The jewellery, categorised into 33 sets, include “419 expensive bangles, 315 expensive rings, 304 expensive earrings, 267 expensive necklaces, 189 expensive wristwatches and 174 expensive necklaces and earrings”.
The rest are: 78 expensive bracelets, 77 expensive brooches and 74 expensive pendants.
Justice Nicholas Oweibo made the final forfeiture order while delivering judgment in a motion filed by the Economic and Financial Crimes Commission (EFCC)
He held that Mrs. Allison-Madueke, rather than show why the property should not be finally forfeited, only filed a motion to set aside and discharge the July 5, 2019 interim order of forfeiture.
“The deponent in the affidavit of the motion is not the owner of the property sought to be forfeited and the deponent did not state in the affidavit where he got the information from.
“On the whole and in the view of the respondent’s failure to show cause why the property should not be finally forfeited, the order of final forfeiture is hereby granted. The property is hereby finally forfeited to the Federal Government of Nigeria.”
During hearing, EFCC prosecutor Rotimi Oyedepo told the judge that the court was empowered to make such forfeiture order under Section 17 of the Advance Fee Fraud and Other Related Offence Act 2006, because “the respondent’s known and provable lawful income is far less than the property sought to be forfeited to the Federal Government of Nigeria”.
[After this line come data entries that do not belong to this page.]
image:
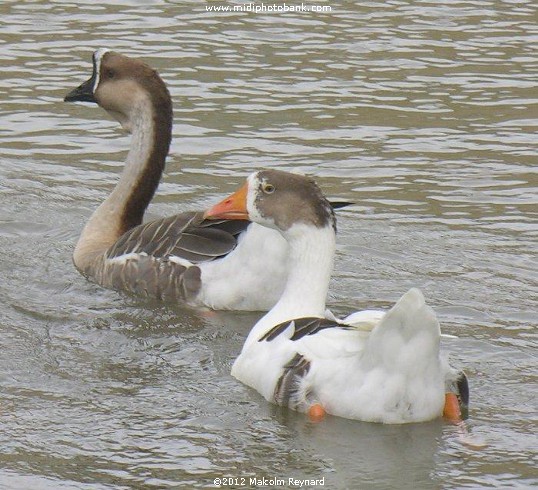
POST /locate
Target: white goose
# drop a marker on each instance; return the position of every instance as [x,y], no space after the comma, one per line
[382,368]
[227,264]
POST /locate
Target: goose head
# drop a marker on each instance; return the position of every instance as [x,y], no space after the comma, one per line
[278,200]
[124,87]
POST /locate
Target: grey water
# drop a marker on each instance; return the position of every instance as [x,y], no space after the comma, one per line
[424,114]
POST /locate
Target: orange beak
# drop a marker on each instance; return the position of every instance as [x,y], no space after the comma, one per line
[233,207]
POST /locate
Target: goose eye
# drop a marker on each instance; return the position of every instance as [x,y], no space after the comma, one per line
[268,188]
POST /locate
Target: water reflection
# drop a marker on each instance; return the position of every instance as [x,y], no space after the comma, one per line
[422,113]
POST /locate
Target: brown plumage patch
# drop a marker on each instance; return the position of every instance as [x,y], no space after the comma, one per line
[296,199]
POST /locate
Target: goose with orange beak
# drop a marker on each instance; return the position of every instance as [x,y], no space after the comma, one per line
[373,365]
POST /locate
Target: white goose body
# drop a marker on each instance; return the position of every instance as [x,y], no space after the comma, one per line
[226,264]
[385,367]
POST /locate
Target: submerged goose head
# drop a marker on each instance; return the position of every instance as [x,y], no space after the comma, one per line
[124,87]
[279,200]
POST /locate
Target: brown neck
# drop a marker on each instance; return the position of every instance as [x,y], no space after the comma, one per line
[150,121]
[151,171]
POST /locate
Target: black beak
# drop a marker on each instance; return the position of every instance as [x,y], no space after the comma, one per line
[83,93]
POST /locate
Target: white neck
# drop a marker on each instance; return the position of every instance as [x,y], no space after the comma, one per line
[105,225]
[311,262]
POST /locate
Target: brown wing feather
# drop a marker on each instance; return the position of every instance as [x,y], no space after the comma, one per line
[185,235]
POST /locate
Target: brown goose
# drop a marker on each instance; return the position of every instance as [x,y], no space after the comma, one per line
[372,366]
[224,264]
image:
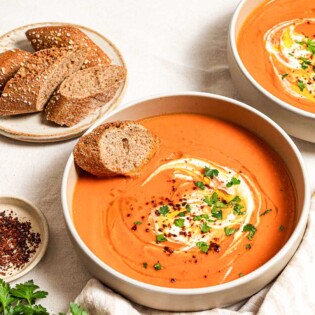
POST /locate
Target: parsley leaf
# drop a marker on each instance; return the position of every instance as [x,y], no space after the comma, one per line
[301,85]
[229,231]
[204,227]
[179,222]
[211,172]
[265,212]
[233,181]
[160,238]
[199,184]
[203,246]
[251,230]
[164,210]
He supported his application with, among others, an affidavit deposed to by an EFCC investigator, Rufai Zaki.
Zaki recalled that Alison-Madueke was appointed Minister of Petroleum Resources on April 12, 2010.
He said EFCC’s findings revealed that the former minister started acquiring the jewellery in 2012 from Bukola Oyewumi of Trinket Box Bespoke Jewellery at Ikeja City Mall in Alausa, Ikeja, the Lagos State capital.
The investigator said the commission was in possession of details of the United Bank for Africa (UBA) account through which Alison-Madueke received her salary as a minister.
“The respondent did not utilise her salary or any part of her legitimate income to acquire the assets sought to be forfeited to the Federal Government of Nigeria,” Zaki said.
The EFCC operative averred that a “damning intelligence report” received by the commission led to a search of Alison-Madueke’s house at 10 Fredrick Chiluba Close, Asokoro, Abuja, the nation’s capital.
Zaki said the EFCC invited Oyewumi and she made a statement that she started selling jewellery to Diezani in 2012.
According to him, Oyewumi also made available to the EFCC the invoices issued on the sale of the jewellery in which ‘Aunty D’ was written as the buyer.
He said the EFCC also discovered that apart from Oyewumi, the former minister also bought jewellery from Minal Ratanani of Bella Vista Apartment, Banana Island, Ikoyi, Lagos.
Zaki also said Ratanani admitted during questioning that Alison-Madueke bought jewellery worth $865,300.00 from her over a period and that the former minister paid cash.